I wasn’t the one who brought her paintings home and passed them off like a customer had given them to me and proceeded to hang them up in my office.

And I for damn sure wasn’t the one who fell into the arms of another without telling my other half I was feeling ignored, lonely, and desperate.

No, I was at home holding our family together, working my ass off, making his favorite meals, and washing his underwear. I was carrying on with my life thinking we were just going through a bit of a rough patch, and I still loved being married to him.

I was not there; he was there. He did this. I had nothing to do with this betrayal of trust, and now that I see it for what it actually is, I’m back. And I feel better than ever.

The day I realized his choices were solely about him and not me, I felt like I’d lost 180 pounds. And I did — because I decided he had to go.
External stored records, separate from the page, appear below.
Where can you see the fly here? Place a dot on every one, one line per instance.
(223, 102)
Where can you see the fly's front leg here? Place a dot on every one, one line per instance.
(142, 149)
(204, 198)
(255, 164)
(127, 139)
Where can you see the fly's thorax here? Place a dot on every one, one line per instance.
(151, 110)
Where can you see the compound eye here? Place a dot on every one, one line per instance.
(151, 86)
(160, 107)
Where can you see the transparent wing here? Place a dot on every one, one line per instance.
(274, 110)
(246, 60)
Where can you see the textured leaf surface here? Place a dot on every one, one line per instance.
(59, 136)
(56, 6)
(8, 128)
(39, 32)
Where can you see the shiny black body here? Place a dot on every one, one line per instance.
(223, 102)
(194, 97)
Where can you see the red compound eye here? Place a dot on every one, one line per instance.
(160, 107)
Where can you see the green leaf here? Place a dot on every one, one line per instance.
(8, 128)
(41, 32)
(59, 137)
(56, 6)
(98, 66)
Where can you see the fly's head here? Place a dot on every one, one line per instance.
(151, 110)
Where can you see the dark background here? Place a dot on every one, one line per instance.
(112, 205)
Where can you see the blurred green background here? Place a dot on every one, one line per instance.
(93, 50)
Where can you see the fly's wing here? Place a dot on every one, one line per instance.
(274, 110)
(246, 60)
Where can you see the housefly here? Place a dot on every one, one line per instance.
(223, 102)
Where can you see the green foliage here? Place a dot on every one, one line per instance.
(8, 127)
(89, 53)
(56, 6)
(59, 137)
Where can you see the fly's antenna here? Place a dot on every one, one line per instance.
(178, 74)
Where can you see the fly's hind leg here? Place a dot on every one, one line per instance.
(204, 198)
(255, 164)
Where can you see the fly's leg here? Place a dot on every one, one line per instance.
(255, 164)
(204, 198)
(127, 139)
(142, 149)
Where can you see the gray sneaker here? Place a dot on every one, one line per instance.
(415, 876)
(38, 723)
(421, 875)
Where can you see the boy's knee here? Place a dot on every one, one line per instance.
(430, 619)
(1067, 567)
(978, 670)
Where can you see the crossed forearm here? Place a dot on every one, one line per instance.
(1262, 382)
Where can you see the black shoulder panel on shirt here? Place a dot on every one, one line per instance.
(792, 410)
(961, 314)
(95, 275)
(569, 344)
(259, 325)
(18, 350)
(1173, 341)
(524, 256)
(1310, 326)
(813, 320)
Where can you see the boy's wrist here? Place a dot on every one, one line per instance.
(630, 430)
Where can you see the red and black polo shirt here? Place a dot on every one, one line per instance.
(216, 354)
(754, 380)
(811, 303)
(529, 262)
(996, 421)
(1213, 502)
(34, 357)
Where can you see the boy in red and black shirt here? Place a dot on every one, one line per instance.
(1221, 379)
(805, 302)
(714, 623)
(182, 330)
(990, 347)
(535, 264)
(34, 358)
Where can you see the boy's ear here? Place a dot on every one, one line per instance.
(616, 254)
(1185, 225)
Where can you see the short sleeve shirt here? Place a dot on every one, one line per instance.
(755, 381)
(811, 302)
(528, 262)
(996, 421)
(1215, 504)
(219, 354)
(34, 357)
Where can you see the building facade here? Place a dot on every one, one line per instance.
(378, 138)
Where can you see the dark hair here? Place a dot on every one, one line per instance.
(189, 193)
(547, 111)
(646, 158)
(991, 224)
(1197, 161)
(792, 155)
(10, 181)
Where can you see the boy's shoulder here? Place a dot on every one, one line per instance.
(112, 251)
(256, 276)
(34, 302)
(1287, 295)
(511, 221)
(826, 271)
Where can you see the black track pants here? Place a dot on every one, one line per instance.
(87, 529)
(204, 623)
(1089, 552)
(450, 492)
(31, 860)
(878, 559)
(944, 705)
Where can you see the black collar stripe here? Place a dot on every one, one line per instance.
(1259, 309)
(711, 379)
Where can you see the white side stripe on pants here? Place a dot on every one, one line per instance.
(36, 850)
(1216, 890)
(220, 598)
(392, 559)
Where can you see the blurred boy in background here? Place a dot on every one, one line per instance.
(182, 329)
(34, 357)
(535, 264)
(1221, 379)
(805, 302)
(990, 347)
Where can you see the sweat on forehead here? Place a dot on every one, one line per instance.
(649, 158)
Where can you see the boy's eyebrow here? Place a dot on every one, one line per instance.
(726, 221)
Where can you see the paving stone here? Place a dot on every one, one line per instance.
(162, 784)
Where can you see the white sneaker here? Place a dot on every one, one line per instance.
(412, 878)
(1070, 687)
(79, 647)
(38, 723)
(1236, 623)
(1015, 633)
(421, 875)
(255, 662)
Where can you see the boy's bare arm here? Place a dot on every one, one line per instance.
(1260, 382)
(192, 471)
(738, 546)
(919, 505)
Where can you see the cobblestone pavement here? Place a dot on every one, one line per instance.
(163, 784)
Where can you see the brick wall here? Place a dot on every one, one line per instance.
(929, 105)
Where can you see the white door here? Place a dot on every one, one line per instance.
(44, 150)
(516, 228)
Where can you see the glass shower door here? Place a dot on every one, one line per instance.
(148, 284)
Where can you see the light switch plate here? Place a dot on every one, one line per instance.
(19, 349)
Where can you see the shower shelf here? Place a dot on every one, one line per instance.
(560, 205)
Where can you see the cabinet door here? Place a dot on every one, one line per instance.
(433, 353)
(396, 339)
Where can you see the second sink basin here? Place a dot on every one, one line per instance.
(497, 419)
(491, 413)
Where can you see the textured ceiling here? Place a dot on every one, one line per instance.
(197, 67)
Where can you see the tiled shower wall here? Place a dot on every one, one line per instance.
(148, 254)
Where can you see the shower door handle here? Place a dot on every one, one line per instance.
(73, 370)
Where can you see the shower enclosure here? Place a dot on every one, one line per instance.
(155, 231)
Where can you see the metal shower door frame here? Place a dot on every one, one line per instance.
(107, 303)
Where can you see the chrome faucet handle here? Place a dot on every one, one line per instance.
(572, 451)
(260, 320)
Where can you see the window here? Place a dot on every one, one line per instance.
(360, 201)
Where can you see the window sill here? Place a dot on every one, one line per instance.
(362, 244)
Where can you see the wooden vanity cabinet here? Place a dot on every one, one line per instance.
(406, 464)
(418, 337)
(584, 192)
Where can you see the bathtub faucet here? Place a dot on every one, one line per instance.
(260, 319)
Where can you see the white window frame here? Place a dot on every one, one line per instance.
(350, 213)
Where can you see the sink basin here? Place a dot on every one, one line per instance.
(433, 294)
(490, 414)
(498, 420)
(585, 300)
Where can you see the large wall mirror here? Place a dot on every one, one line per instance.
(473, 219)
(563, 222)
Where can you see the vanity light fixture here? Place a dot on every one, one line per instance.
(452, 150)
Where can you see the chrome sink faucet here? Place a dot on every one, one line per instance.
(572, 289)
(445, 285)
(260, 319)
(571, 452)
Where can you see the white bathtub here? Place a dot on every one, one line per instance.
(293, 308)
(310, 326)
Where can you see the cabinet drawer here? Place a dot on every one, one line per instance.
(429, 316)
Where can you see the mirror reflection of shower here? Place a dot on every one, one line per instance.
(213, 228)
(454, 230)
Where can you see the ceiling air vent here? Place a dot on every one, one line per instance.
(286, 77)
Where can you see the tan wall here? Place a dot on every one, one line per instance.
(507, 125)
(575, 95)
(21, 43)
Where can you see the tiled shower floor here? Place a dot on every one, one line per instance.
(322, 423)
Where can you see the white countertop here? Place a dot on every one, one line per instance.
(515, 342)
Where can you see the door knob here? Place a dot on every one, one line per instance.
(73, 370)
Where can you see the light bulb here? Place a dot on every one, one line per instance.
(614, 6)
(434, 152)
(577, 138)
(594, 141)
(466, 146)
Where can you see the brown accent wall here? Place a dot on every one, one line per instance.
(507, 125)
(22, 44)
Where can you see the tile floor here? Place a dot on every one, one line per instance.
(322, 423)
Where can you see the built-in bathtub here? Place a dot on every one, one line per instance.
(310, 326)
After smashing all the damn paintings he brought home and finally ending our 15-year marriage, I’ve let go of my feelings of worthlessness. This affair, this horrible thing that happened, is not my fault. It will not define me any longer.

Looking back now, it has made me stronger. It has brought me closer to myself. I let go of it all, and I don’t just mean I forgave myself. I forgave him too. I cannot move forward with what this wonderful life has in store for me if I am still mad and angry with him for what he did to us. Being angry with him was only holding me back. He had already moved on.

I am not without fault in our marriage. I was not perfect, but I never looked to anyone or anything else to replace his companionship. I thought he and I would be forever, that we would work through challenges and come out the other side — together.

And the fact it wasn’t enough for him made me feel like I wasn’t enough for anyone. And that is bullshit.

Listen to me, please: If your partner steps out on your relationship and betrays your trust, never put yourself through the shit I did. I don’t care if you stay or you go — the choice is yours — but know it’s never your fault when another person decides to be unfaithful. Don’t spend years shaming and blaming yourself like I did. You can’t get those years back and you’ll regret it later, trust me. You are not there forcing them to be intimate with someone else, whether it’s emotional infidelity or a full-fledged affair. Their choices are their choices, not yours.

It’s not because you aren’t enough. It’s because they aren’t.